IMF Supervision of G-20 Rescue Package Stirs Concern Among Anti-poverty Groups

Leaders of the world's top wealthy and developing economies have reached agreement on tighter regulation of global financial bodies in a bid to spur recovery from a pervasive economic crisis. The G-20 meeting in London also allotted more than a $1 trillion boost to the International Monetary Fund, partly to insulate less fortunate countries from the impact of the worldwide slump.

Critics say a 30-year IMF record of measures that have restrained development goals in Africa and Latin America, rather than promoting them, makes the G-20 designation of the IMF a questionable choice to pursue these protections unless the lending giant enacts reforms on its own tight conditionality for loans. As Africa's largest producer and a prominent exporter of minerals and energy resources, South Africa was the only African country in attendance as a member of the group of 20 nations. Robert Weissman is the director of Essential Action, a Washington-based corporate accountability group. He says African nations have a lot at stake in today's shaky financial environment and were not given adequate representation at the London summit.

"Africa should be represented at international deliberations, not by any single country, whether it's South Africa or Kenya or Cameroon. The continent and its billion people need to have a representative space at international negotiations that is comparable to the space given to other groups of a billion people at a time. And we're really seeing here rules of the global economy being remade to some considerable extent. And the people that are being worst affected by the existing rules have virtually no say whatsoever in how they are going to be re-crafted," he claimed.

Weissman and other critics argue that IMF lending has imposed stringent conditions on poor countries that have prevented them from making enough progress in their local development agendas to catch up with the rest of the world. As such he says, the G-20's turning over of hundreds of billions of dollars to the IMF could make impoverished countries more vulnerable to the current economic shortfall unless the lending institution reforms the terms of its credit practices.

"The IMF has a record of preventing countries from expanding their spending in the areas of health care and education, and other social needs. We and many advocates have said that they need to exempt those sectors from the kind of budget caps that they impose on countries. We'd rather those budget caps weren't imposed at all, but if they are, spending in these sectors has to be permitted to be expanded. That's a very important first step for the IMF. There also needs to be expanded debt cancellation from the IMF so that countries are no longer pouring their money out into endless debt payments, but are able to spend it on local investments in health care and education and the rest of the national economy," he said.

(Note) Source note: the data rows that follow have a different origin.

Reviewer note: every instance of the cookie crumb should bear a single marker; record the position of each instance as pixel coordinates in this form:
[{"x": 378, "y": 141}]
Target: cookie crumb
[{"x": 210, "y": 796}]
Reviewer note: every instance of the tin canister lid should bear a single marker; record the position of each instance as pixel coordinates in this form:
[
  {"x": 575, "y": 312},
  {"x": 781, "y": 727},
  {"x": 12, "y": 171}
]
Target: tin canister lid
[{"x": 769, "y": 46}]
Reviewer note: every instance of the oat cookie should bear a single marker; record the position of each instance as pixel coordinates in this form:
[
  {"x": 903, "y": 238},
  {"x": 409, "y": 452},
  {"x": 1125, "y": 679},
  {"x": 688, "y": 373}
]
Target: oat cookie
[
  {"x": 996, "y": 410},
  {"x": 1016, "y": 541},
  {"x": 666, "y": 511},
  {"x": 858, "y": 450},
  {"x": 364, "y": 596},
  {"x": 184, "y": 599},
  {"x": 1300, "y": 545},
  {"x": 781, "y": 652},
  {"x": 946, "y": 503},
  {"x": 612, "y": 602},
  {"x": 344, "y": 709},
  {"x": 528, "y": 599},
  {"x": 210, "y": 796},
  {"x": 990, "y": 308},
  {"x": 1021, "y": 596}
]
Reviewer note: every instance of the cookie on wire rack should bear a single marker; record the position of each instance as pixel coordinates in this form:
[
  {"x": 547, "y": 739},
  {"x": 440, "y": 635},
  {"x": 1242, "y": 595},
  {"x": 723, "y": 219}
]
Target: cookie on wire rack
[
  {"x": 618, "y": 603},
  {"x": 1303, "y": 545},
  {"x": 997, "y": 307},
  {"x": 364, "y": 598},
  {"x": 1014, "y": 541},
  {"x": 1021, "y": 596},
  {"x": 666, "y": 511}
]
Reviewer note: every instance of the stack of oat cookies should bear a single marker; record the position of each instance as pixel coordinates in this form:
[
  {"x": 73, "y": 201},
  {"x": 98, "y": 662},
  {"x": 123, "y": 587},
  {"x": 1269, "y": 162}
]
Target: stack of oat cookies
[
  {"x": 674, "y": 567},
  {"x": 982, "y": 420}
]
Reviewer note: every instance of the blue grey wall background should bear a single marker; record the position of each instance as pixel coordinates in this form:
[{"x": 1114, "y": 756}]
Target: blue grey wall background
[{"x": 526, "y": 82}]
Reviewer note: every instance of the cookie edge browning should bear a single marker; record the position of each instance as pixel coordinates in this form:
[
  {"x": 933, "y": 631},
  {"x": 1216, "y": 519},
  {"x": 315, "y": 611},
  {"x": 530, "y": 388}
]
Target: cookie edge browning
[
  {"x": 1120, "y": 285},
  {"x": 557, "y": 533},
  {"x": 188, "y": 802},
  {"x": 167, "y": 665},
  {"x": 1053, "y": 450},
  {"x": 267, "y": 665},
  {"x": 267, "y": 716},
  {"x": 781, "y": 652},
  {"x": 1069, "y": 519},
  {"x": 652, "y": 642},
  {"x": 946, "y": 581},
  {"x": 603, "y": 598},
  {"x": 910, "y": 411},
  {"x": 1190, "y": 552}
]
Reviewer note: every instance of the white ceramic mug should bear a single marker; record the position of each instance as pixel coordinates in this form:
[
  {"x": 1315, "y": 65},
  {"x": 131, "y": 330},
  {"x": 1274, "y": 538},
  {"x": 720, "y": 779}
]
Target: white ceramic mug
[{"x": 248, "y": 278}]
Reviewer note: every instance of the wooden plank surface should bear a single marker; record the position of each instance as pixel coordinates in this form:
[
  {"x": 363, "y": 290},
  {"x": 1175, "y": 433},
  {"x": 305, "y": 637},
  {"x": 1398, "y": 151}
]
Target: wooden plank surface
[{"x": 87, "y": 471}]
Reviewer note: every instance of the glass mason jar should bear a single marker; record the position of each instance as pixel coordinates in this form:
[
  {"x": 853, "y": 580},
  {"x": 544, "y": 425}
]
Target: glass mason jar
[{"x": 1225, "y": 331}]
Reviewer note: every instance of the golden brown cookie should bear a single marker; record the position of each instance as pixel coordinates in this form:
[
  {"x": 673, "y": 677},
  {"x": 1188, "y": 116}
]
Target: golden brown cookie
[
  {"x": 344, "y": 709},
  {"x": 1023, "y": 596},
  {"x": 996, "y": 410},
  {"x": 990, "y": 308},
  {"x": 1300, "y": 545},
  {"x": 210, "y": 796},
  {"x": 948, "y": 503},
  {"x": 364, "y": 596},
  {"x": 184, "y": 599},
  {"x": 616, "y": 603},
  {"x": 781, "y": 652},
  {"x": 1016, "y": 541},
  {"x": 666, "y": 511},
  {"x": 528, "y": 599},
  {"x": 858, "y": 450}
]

The G-20 leaders pledged to prevent banks, investors, creditors, and top corporation executives from committing the excesses that spurred the massive decline in value that rattled major economies for the past seven month. They said they hoped that poor nations which depend on creating markets for their export goods will benefit from the large IMF infusion, designed to boost trade and extend credit for developing countries to produce the goods they sell. But Weissman says there are more effective ways to accomplish these goals for African nations.

"It would have been much better if they had been transferred to developing countries through other institutions, including regional institutions. But if it's going to go through the IMF, the G-20 countries really ought to specify that they will adopt changes or insist on changes at the IMF before the money goes through so that there's a certainty that we don't see this replication of the last 30 years where the IMF is putting money into countries, but imposing on them such harmful conditions that their economies have been in either chronic recession or failing to meet their potential," he cautioned.

Among the most immediate concerns that Weissman says the world crisis could aggravate for countries in Africa is food production. Countries that have lost food self-sufficiency have no choice but to import, and he believes that the international financial institutions need to promote a shift in countries' systems of food production so they are able to feed themselves.

"Here again, we see that the IMF, as well as the World Bank, have played a really harmful role in having countries dismantle their agricultural supports and the systems that have enabled farmers to produce food for the local market and instead, orienting those farmers and those agricultural systems to produce for export markets, where they've fared poorly. It's been a terrible bargain, and it's really put developing countries in a miserably vulnerable situation and led to the expansion of hunger. That whole arrangement has to be readjusted, and the IMF and the World Bank either need to support it or at least get out of the way and not prevent countries from undertaking the kind of appropriate measures to support local farmers producing for local needs," he advised.

Weissman says the US Congress will have a window of opportunity when it holds hearings on the special US appropriations for the Fund to influence IMF policies and push for making lending policies more geared toward the needs of developing countries.

He also points out that President Obama's description of "honest disagreements" that G-20 nations were able to overcome had to do with two major issues. The first dispute involved complaints, mainly from developing countries against the European nations over governance arrangements of the international financial bodies and the desire of developing nations to have a greater say in how they are run.

The other large dispute concerned groups of countries that favor a large stimulus approach of huge fiscal and monetary expansions of the world economy, a strategy that is opposed, most notably by several European nations who have urged using more powerful tools of financial re-regulation to reverse the global economic slide.